But at least Florida regained its common sense in the off-season. Whereas Jack Skille got re-signed at $825K, our intrepid StanBow somehow thought Michael Frolik was worth nearly double his salary from the previous two years, and on a 3-year contract to boot. Once the ink dried on that deal, it was very obvious who got the better of this trade.

And then the 2011-12 season started…

The beginning of the 2011-12 season was when we were actually thinking that the $2.3 million we had thrown at Frolik was worth it. Head Coach Joel Quenneville had kept him on the line with Bryan Bickell and Dave Bolland that had shown such promise during the late part of the prior season. Sure enough, the chemistry was still there: before the kids had eaten even half of their Hallowe’en candy that line had combined for 10 goals and 8 assists. Frolik tallied 6 of his eventual 15 points during that stretch.

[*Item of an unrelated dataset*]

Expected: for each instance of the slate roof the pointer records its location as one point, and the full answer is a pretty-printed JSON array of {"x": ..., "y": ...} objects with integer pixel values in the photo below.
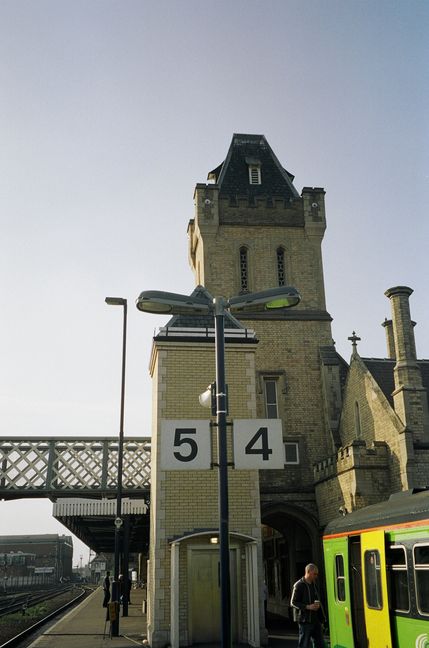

Then, for whatever reason, everything went south. The next 3 games that line was a combined minus-10. Following that, both Bickell and Frolik were healthy scratches, Bolland hurt his foot and was out several games, and whatever cohesion those three may have had evaporated into thin air.

With the rash of injuries during the season turning the roster into Swiss cheese, you would think that Frolik would have seen ample playing time to fill in for his fallen comrades. But quite the opposite was true: the team chose to bring up rookies to fill the void, while handing Frolik a box of Sno-Caps. During the busiest stretch of the year in February and March, Frolik played in only 12 games — and was a healthy scratch for 16 — while rookies Jimmy Hayes and Andrew Shaw were dressed. The only forward who was a healthy scratch for a higher percentage of games during February and March was Brendan Morrison. That says a lot.

If there is a “strength” to Frolik’s game, it was found in his penalty killing this year. But since stats on individual players’ performances while on the PK are difficult to find, I have merely anecdotal evidence to support that. The only other positive to report is that he averages just under one shot on goal per game. The rest of his game, the numbers speak for themselves: 5 goals, 10 assists, minus-10, 56 hits, 32 blocked shots.

Or, by means of comparison, we would have been better off (and saved $1.6 million) with Mark Letestu from the Columbus Blue Jackets.

What’s to become of Michael Frolik? Nobody is going to take that contract with that level of performance in a trade, so we’re stuck with him. I’m praying that management sees the flow of young talent that is ready for big-league action, and lets Mr. Frolik join his former-Panther colleague Rusty Olesz up in Rockford. Only time will tell.

Oh, and I’m saving the best for last: 2 of Frolik’s 5 goals were empty-netters.